The Chicago Public Library published their Best of the Best 2010: Best Books for Great Kids list yesterday. Neil Armstrong is My Uncle... is on it! I'm thrilled! I'm a public librarian too so being on a list that's compiled by other librarians means the world to me. Thank you Chicago Public Library!


Picture: Valentine's Day rose from my husband

Saturday, February 6, 2010

The First Time I Fell In Love...


I was ten.
Oh sure, there were times before that when I thought it was the real thing. There was that flirtation in kindergarten with a character named Sam (but he was such a fussy eater). And there were a few brief dalliances in second and third grade. To be honest, I hardly remember their names.
Don't think for a moment that my tender age meant it wouldn't last forever. Years later (okay, let's be honest and say decades later) I still think about it. The real thing happened in fourth grade. It was the first time I ever fell in love... with a book (and a book character).
Lucy Maud Montgomery's Anne of Green Gables was my first love.
It happened fast, before Anne Shirley walked on the roof, or met her best friend, Diana, or got called "carrots" by Gilbert Bylthe. The moment she said the words "Anne with an e" and wished her name was Cordelia, I was hooked. It seems she had me at hello. (btw, I know I'm not the only one.
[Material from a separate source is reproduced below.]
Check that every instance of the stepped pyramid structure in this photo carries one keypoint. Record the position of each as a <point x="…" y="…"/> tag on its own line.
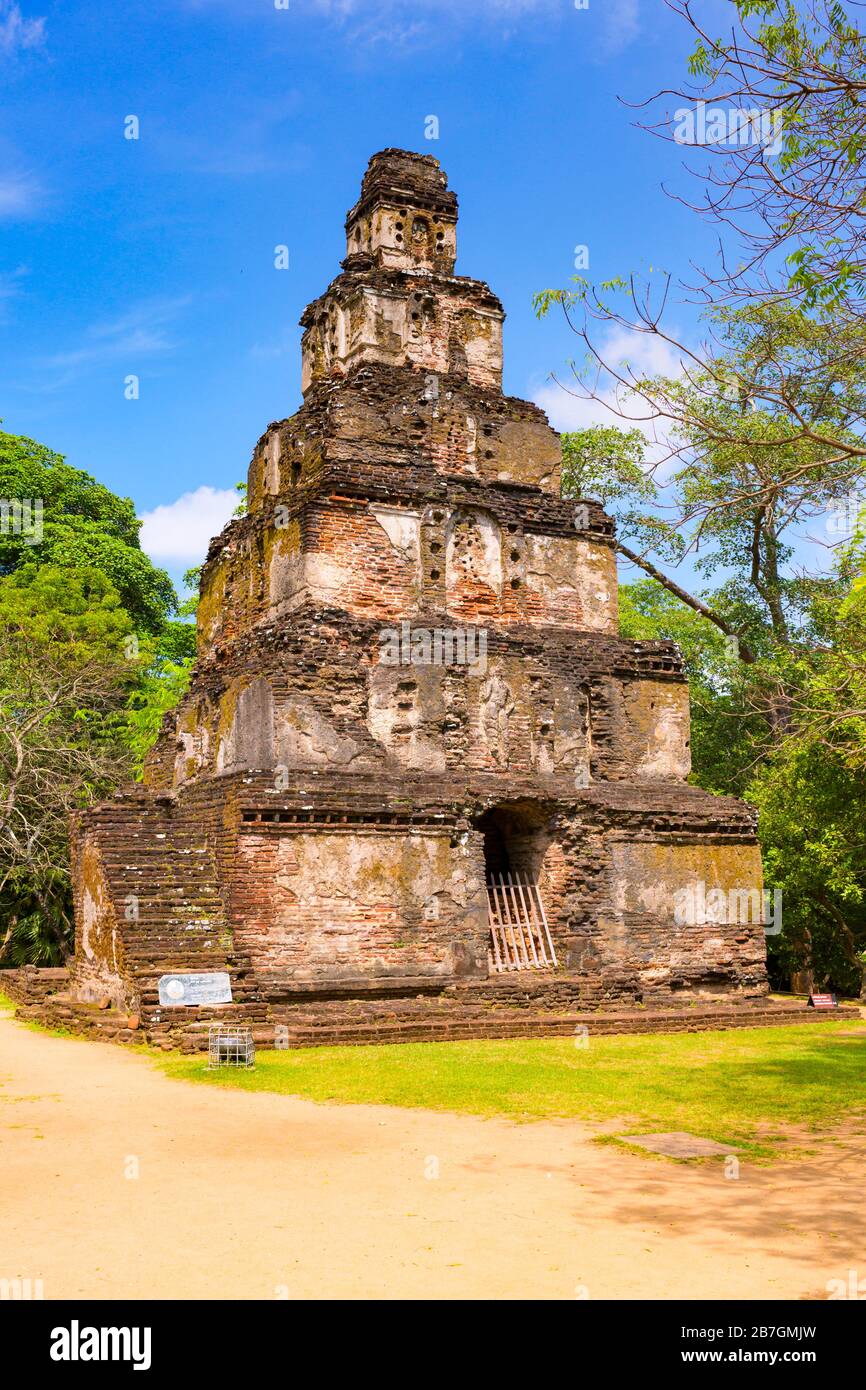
<point x="416" y="759"/>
If you love this book, I bet you fell for it at the "Anne with an e" part too.)
I remember other moments: how she thought it would be perfectly fine to spend a moonlit night sleeping in a cherry tree and how thrilled she was to drive under a canopy of flowering trees and how she gave everything a better name (I still rename things. I'm not sure if I picked it up from this story or if it's something Anne and I always had in common).
I only read the book once. It never occurred to me to read it again, and I never moved on to the rest of the Anne books either. In my ten-year-old mind, this was a perfect moment. Why ruin it with repetition and destroy a wonderful memory?
But yesterday, I was in a perfect moment/memory destroying mood. I wondered if the decades blurred the imperfections or if I'd fall in love all over again. So for the first time since I was ten, I read the first three chapters.
Here's what I learned:
Anne Shirley doesn't even appear in chapter one. (Hmm. So does the first chapter build suspense for the big meeting or should Lucy M. Montgomery have moved into the action faster?). The first sentence is 137 words long, not exactly the short, attention-grabbing hook we look for nowadays. Of course, the book is over a hundred years old. Perhaps in 1908, lengthy opening sentences were the norm. But that first line still grabbed me. In those scant 137 words, I knew all about the neighbor, Rachel Lynde (aka, the nosiest person in town).
And Anne? When she finally shows up in chapter two, she steals my heart all over again. I was amazed at how much I
remembered. As soon as we meet her, she talks about that wild cherry tree: "...it would be lovely to sleep in a wild cherry-tree all white with bloom in the moonshine, don't you think?" And she calls the "the long canopy of snowy fragrant blooms" the first thing she ever saw "that couldn't be improved upon by imagination" and renames Barry's Pond the "lake of shining waters". And of course, she talks about her name "Anne with an e" (which I agree is so much more 'distinguished' than Ann.)
I wish I could congratulate myself for having extraordinary powers of retention. The truth is that my mind is often sieve-like.
Remarkably important pieces of information often pass through my brain, unnoticed by my memory. But Anne of Green Gables isn't locked into my mind. It's etched into my heart. And when something touches your heart, you remember.